Frequently asked questions

Is DORA only about the ICT third-party register?

No. The register and exit-strategy obligations in Chapter V are one part, and Chapter II's ICT risk management framework and Chapter IV's resilience testing reach the running systems themselves. For an AI deployment that means the protection, detection, incident, and testing requirements attach to the live inference traffic, not only to the contract with the model provider. Entities that treat DORA as a documentation exercise around vendors leave the operational chapters unaddressed at the layer where the AI system actually runs.

What does DORA Article 9 require for AI inference?

Article 9 requires continuous monitoring and control of ICT security and prompt detection of anomalous activity. An inference call is an ICT operation carrying the entity's data to an external model, so Article 9 expects the entity to see and constrain that operation. In practice that is a control on the request path that applies policy on what data leaves and which model receives it, enforced before the call completes rather than reviewed afterward.

How do you reconstruct an AI incident under DORA?

Article 17 incident management and the associated reporting require reconstructing what happened and reporting major incidents on a defined timeline. For an AI-involved incident, reconstruction needs a record of the requests and responses around the event, including the calling identity, the prompt content, the model reached, and the output. That record has to be captured at the time of each call, because application logs written for performance omit the prompt and the model identity that the reconstruction depends on.

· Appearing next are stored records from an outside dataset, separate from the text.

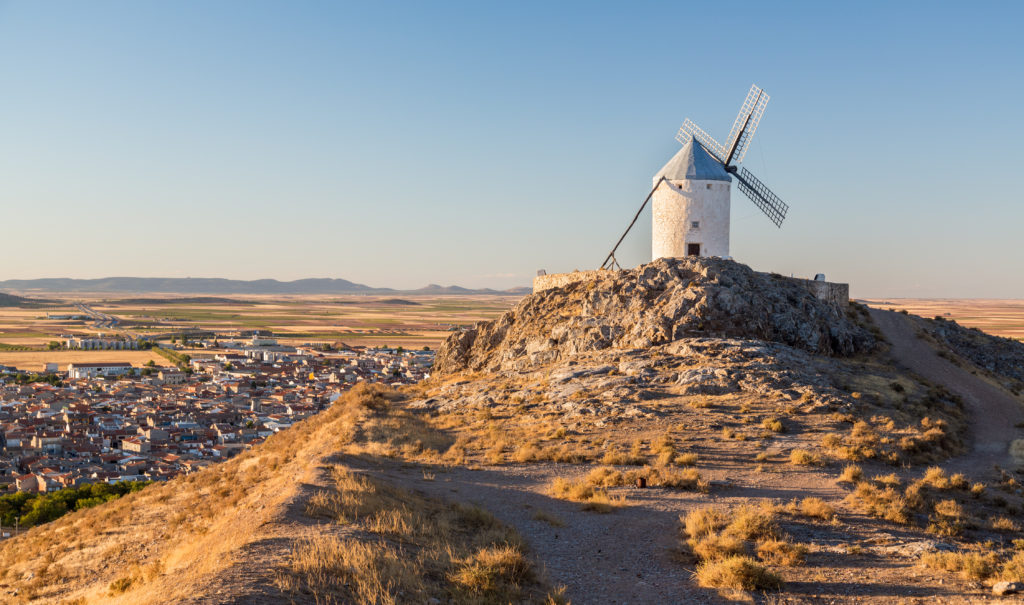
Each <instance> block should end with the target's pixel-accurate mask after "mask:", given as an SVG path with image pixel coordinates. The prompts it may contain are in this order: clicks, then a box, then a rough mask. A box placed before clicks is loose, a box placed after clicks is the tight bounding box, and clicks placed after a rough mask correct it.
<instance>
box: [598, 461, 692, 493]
mask: <svg viewBox="0 0 1024 605" xmlns="http://www.w3.org/2000/svg"><path fill="white" fill-rule="evenodd" d="M639 479H643V480H644V482H645V483H646V484H647V486H649V487H672V488H677V489H688V490H694V491H703V492H707V491H708V488H709V482H708V481H707V480H706V479H703V478H702V477H701V476H700V473H699V472H697V470H696V469H694V468H686V469H682V470H677V469H673V468H665V467H649V466H648V467H643V468H642V469H636V470H629V471H618V470H616V469H612V468H610V467H599V468H596V469H594V470H592V471H591V472H590V473H589V474H588V475H587V477H586V479H585V482H586V483H588V484H590V485H594V486H598V487H617V486H624V485H637V482H638V480H639Z"/></svg>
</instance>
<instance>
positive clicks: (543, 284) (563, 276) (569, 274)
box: [534, 269, 607, 294]
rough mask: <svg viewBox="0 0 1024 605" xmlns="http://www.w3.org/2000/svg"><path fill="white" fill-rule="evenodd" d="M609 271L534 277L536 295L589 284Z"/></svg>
mask: <svg viewBox="0 0 1024 605" xmlns="http://www.w3.org/2000/svg"><path fill="white" fill-rule="evenodd" d="M606 271H607V269H599V270H596V271H572V272H571V273H552V274H550V275H538V276H537V277H534V294H537V293H538V292H544V291H545V290H551V289H552V288H562V287H565V286H568V285H569V284H575V283H577V282H588V280H591V279H597V277H598V275H600V274H601V273H603V272H606Z"/></svg>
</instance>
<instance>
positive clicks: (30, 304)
mask: <svg viewBox="0 0 1024 605" xmlns="http://www.w3.org/2000/svg"><path fill="white" fill-rule="evenodd" d="M48 302H49V301H47V300H41V299H34V298H25V297H23V296H14V295H13V294H5V293H3V292H0V307H35V306H39V305H41V304H45V303H48Z"/></svg>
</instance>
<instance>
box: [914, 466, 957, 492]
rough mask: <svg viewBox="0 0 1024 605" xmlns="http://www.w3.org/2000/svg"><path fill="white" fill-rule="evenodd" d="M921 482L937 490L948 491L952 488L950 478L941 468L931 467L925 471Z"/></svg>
mask: <svg viewBox="0 0 1024 605" xmlns="http://www.w3.org/2000/svg"><path fill="white" fill-rule="evenodd" d="M921 480H922V481H923V482H924V483H925V484H926V485H930V486H932V487H934V488H936V489H946V488H948V487H949V486H950V483H949V477H948V476H947V475H946V472H945V471H944V470H943V469H942V468H940V467H929V469H928V470H927V471H925V476H924V477H922V478H921Z"/></svg>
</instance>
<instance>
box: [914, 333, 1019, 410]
mask: <svg viewBox="0 0 1024 605" xmlns="http://www.w3.org/2000/svg"><path fill="white" fill-rule="evenodd" d="M925 327H926V330H927V331H928V332H929V334H931V335H932V336H933V337H934V338H935V339H936V340H938V341H939V342H940V343H942V344H944V345H945V346H946V347H948V348H949V349H951V350H952V351H953V352H955V353H956V354H958V355H961V356H962V357H964V358H966V359H968V360H970V361H971V362H972V363H974V364H975V365H977V366H979V368H982V369H984V370H987V371H988V372H990V373H992V374H994V375H996V377H998V378H999V382H1000V383H1002V385H1004V386H1005V387H1006V388H1007V389H1009V390H1010V391H1012V392H1014V393H1018V394H1019V393H1024V342H1020V341H1017V340H1014V339H1012V338H1002V337H999V336H993V335H991V334H985V333H984V332H981V331H980V330H978V329H974V328H964V327H963V326H959V325H958V323H956V322H955V321H952V320H948V319H944V318H942V317H936V318H935V319H926V320H925Z"/></svg>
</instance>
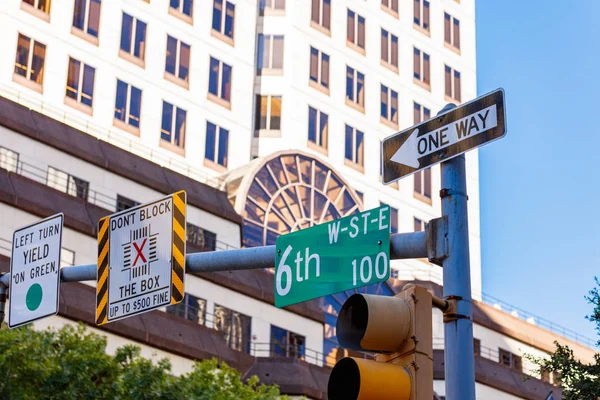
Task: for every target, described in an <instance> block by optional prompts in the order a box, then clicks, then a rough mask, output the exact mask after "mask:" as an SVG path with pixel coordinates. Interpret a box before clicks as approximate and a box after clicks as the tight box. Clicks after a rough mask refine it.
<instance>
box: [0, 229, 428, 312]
mask: <svg viewBox="0 0 600 400" xmlns="http://www.w3.org/2000/svg"><path fill="white" fill-rule="evenodd" d="M427 254H428V252H427V233H426V232H411V233H394V234H392V235H390V256H391V257H390V258H391V259H392V260H400V259H409V258H426V257H427ZM275 258H276V249H275V246H261V247H249V248H243V249H235V250H222V251H211V252H202V253H190V254H187V255H186V257H185V260H186V261H185V264H186V273H202V272H218V271H239V270H244V269H262V268H273V267H274V266H275ZM97 272H98V266H97V265H96V264H86V265H76V266H72V267H65V268H61V270H60V280H61V281H62V282H81V281H93V280H96V278H97V275H96V274H97ZM9 286H10V274H9V273H8V274H0V323H1V322H2V319H3V316H4V306H5V301H6V289H7V288H8V287H9Z"/></svg>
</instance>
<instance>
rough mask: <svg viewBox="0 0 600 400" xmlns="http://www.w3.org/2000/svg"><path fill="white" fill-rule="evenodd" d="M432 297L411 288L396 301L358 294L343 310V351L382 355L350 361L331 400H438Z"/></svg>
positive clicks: (338, 379) (328, 395)
mask: <svg viewBox="0 0 600 400" xmlns="http://www.w3.org/2000/svg"><path fill="white" fill-rule="evenodd" d="M431 314H432V296H431V294H430V293H429V292H428V291H427V290H426V289H424V288H422V287H419V286H415V285H412V284H409V285H406V286H405V287H404V290H403V291H402V292H401V293H398V294H397V295H396V296H394V297H388V296H375V295H368V294H354V295H352V296H350V298H348V300H347V301H346V302H345V303H344V305H343V306H342V309H341V310H340V313H339V316H338V320H337V325H336V330H337V338H338V341H339V344H340V345H341V347H344V348H346V349H350V350H360V351H365V352H374V353H378V354H376V355H375V360H367V359H362V358H355V357H345V358H343V359H341V360H340V361H338V363H337V364H336V365H335V367H334V368H333V370H332V371H331V375H330V376H329V384H328V386H327V393H328V398H329V399H330V400H338V399H340V400H355V399H356V400H365V399H368V400H379V399H381V400H385V399H394V400H423V399H426V400H430V399H433V348H432V346H433V343H432V322H431Z"/></svg>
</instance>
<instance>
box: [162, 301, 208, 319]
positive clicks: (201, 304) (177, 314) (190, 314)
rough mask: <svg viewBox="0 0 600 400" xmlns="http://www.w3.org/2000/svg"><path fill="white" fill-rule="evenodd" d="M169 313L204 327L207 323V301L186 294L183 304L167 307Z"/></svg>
mask: <svg viewBox="0 0 600 400" xmlns="http://www.w3.org/2000/svg"><path fill="white" fill-rule="evenodd" d="M167 313H169V314H172V315H176V316H178V317H181V318H185V319H187V320H188V321H192V322H195V323H196V324H199V325H204V324H205V323H206V300H204V299H201V298H199V297H196V296H192V295H191V294H189V293H186V294H185V297H184V298H183V301H182V302H181V303H178V304H174V305H172V306H168V307H167Z"/></svg>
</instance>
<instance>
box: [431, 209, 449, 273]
mask: <svg viewBox="0 0 600 400" xmlns="http://www.w3.org/2000/svg"><path fill="white" fill-rule="evenodd" d="M426 231H427V259H428V260H429V262H430V263H432V264H436V265H439V266H442V264H443V262H444V260H445V259H446V258H447V257H448V216H443V217H440V218H434V219H432V220H430V221H429V224H427V228H426Z"/></svg>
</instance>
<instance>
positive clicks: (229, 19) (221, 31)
mask: <svg viewBox="0 0 600 400" xmlns="http://www.w3.org/2000/svg"><path fill="white" fill-rule="evenodd" d="M223 5H225V12H223ZM234 20H235V4H233V3H231V2H229V1H226V0H214V3H213V26H212V28H213V29H212V32H213V34H214V33H216V34H217V36H218V37H220V38H221V39H225V40H226V41H227V42H229V43H232V44H233V23H234Z"/></svg>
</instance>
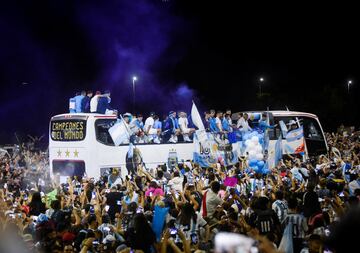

Does DORA testing cover the AI request path?

For entities in scope of threat-led penetration testing under Articles 24 to 27, a complete program exercises the AI estate, including whether a tester can reach an unapproved model or exfiltrate data through a prompt. Testing those paths assumes an enforcement control exists on the AI traffic to probe. A deployment with no control at the inference layer offers the testing program nothing to assess there, which the resilience assessment has to note as a gap.